China launches three-year cybersecurity action plan
China’s technology ministry has announced a three-year action plan to develop the country's cyber security industry, which it estimates will be worth more than $38 billion by 2023, according to Reuters.
The new strategy by the Ministry of Industry and Information Technology is being unveiled as Beijing tightens its grip on the country’s technology sector and the country steps up efforts to draft regulations to better govern data storage, data transfer, and personal data privacy.
Over the weekend, the Cyberspace Administration of China proposed draft rules calling for all data-rich tech companies with over one million users to undergo security reviews before listing overseas.
That regulation came in the wake of a regulatory probe of Chinese ride-hailing giant Didi Chuxing for allegedly violating data privacy laws.
Chinese regulators launched a cybersecurity review of the company and said new users would not be allowed to register during the review, sending Didi Global share prices tumbling. The Cyberspace Administration of China then ordered Didi’s app removed from domestic mobile app stores.
The agency has also ordered two other tech-based companies, Uber-like trucking startup Full Truck Alliance and Kanzhun, which connects job seekers and hiring enterprises via a mobile app, to suspend user registrations and submit to security reviews, citing risks to “national data security.”
China's cybersecurity laws
China’s ambition to be a global leader in technology development, combined with an increasing digital reliance in day-to-day life, means that a heightened focus on data security is crucial for protecting citizens’ information.

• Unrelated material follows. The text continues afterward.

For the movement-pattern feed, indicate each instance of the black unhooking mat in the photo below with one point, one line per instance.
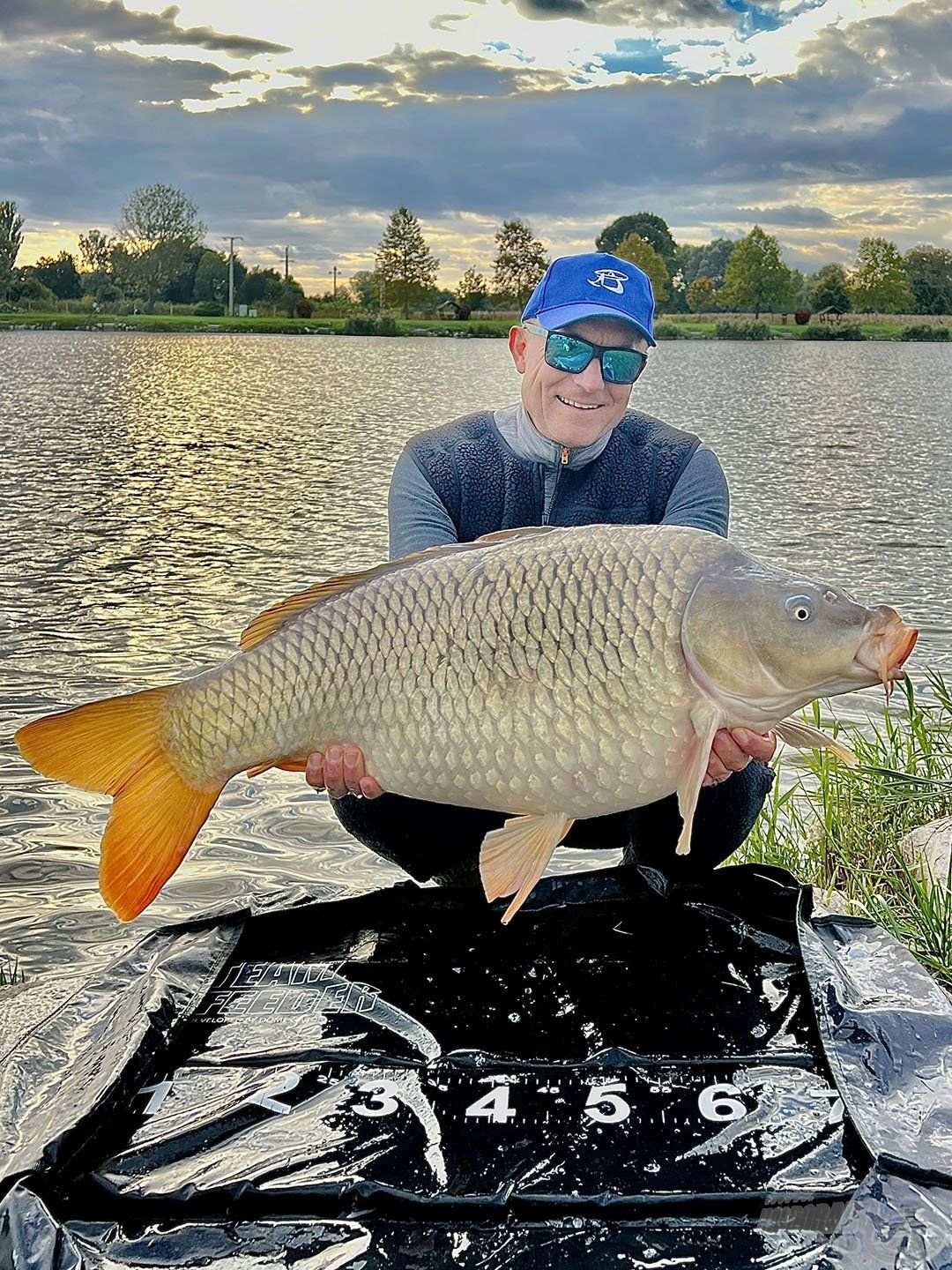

In June 2017, the country implemented a new cybersecurity law which now acts as the baseline for China’s present day guidelines. Initially passed in 2016, the law was created to provide guidelines for maintaining network security, protecting the rights and interests of individuals and organizations, and promoting the secure development of technology. The law requires that data is stored within China and that organisations and network operators submit to government-conducted security checks.